Hutto v. Hutto

66 Fla. 504 | Fla. | 1913

Cockrell, J.

-This is an appeal from a decree, cancel-ling as a cloud upon title a deed, executed by William H. Hutto and Vice L. Hutto, his wife, to his father William Hutto, by reason solely of the fact that the father was dead when the deed was executed. The deed, made a part of the bill of complaint, recites a consideration of three thousand dollars, which consideration is in nowise negatived or explained by the allegations of the bill.

It appears that William H. Hutto resided on the land holding title thereto, until 1890, when he moved to DeSoto county and there established his home. The father died in December, 1890, and another brother, who became administrator of his estate, took possession of the property until the freeze of 1891 destroyed the orange grove upon the property, and since then the property has been unoccupied. William H. Hutto and his wife Vice executed the deed to the property in 1896, naming the dead father as grantee, and this deed was recorded in 1901. William H. Hutto died in 1899, and this bill was filed in 1912 by his widow, the said Vice and her children against the other heirs of the father William Hutto, who both answered the bill and filed a cross-bill.

Much of the briefs is devoted to the action of the court. in sustaining objections to the competency of testimony *506by the defendant parties, touching transactions and communications with the deceased father and brother.

It is probable that the complainant, in the testimony of Vice Hutto, as to transactions and communications, both as to her deceased husband and father-in-law, let down the bars to this forbidden field of evidence, but we do not find it necessary to decide these questions. It is certain that neither by allegation nor proof do the complainants make out an equity to cancel this deed.

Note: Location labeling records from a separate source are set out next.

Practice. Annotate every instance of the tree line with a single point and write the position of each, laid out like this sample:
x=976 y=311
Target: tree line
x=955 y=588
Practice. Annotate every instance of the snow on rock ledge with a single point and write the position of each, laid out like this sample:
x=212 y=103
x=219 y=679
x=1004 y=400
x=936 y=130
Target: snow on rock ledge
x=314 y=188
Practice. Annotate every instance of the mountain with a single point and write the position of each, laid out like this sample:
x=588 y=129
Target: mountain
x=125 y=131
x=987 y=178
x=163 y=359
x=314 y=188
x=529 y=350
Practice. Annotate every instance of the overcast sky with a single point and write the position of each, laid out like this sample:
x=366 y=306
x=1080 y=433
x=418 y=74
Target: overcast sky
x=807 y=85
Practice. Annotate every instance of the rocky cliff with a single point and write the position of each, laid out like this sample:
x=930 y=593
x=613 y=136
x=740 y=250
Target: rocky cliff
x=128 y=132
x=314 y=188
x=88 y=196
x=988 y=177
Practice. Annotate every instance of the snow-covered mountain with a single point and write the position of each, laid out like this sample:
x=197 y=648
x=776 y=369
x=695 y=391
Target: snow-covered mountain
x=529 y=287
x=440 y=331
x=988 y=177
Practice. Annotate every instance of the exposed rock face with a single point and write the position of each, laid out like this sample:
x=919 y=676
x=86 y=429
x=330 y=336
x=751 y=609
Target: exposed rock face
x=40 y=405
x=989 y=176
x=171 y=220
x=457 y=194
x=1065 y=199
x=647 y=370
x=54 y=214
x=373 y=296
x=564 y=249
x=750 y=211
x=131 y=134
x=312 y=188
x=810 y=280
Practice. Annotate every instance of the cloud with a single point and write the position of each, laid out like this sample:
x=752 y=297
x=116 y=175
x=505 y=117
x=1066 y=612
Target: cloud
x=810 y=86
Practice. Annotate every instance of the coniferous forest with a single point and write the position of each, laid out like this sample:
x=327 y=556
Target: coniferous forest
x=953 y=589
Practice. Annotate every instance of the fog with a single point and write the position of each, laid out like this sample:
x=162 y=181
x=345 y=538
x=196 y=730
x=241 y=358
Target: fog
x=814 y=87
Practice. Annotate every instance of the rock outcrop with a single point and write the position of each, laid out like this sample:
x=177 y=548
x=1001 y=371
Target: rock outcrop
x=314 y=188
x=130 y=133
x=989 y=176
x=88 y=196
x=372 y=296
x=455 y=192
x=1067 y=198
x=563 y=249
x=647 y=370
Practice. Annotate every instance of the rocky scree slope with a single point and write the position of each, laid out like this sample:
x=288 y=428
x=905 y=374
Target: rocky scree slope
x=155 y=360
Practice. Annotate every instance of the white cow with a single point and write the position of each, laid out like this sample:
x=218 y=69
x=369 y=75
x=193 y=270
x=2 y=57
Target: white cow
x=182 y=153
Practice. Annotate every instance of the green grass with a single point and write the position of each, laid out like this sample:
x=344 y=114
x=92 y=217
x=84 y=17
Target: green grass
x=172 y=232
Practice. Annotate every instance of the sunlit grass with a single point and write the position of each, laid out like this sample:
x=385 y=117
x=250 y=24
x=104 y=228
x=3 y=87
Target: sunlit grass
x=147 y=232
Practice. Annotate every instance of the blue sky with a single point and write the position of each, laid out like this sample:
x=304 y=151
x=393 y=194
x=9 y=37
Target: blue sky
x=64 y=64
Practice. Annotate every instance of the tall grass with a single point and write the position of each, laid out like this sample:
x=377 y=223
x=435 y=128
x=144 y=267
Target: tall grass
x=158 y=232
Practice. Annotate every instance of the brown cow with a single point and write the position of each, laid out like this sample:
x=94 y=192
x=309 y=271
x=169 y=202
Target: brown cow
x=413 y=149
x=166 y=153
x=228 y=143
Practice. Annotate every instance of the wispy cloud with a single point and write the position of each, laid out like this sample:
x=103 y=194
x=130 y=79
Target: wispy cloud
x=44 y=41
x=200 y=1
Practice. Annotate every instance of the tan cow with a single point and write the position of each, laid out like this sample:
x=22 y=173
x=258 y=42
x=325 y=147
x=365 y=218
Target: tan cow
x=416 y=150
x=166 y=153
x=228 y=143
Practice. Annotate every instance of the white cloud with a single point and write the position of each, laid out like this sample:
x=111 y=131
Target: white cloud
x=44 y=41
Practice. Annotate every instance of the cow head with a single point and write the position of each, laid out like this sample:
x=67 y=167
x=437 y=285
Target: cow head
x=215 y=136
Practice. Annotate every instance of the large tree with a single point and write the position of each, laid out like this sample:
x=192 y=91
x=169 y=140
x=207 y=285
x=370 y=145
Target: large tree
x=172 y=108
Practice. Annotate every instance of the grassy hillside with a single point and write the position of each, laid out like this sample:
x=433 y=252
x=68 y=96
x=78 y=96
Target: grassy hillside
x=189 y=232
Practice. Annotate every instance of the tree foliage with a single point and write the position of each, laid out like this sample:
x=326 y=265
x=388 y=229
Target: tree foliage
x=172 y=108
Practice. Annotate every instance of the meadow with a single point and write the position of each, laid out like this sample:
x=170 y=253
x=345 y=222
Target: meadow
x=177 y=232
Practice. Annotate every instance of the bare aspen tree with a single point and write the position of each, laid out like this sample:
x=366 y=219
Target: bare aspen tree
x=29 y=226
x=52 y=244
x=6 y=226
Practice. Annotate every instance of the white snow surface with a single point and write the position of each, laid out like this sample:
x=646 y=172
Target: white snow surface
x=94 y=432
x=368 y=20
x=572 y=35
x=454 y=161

Admitting .that the strict legal title may not pass by a deed to a dead grantee, it is certain that defect in this deed is remediable in a court of equity; the complainants themselves allege it was for a valuable consideration, and fail utterly to show, assuming they may be permitted to show, by competent evidence that it was not based upon the previous existing understanding and agreement between the father and the son. They plant themselves upon the bald conclusion of law, that as they executed a 'deed to a grantee they knew to be dead, instead of to his heirs, they thereby wiped out the indebtedness due them, pocketed the consideration, and without offer to do equity, they obtain from a court of conscience the cancellation of this deed as a cloud upon their title. This too after waiting sixteen years from the date of the deed, and thirteen years after the death of the grantor.

The court erred in decreeing the equities to be with the original complainant, and in failing to decree for the cross-complainants that the deed be reformed.

Decree reversed.

Shackleford, C. J., and .Taylor, Hocker and Whitfield, .1. J„ concur.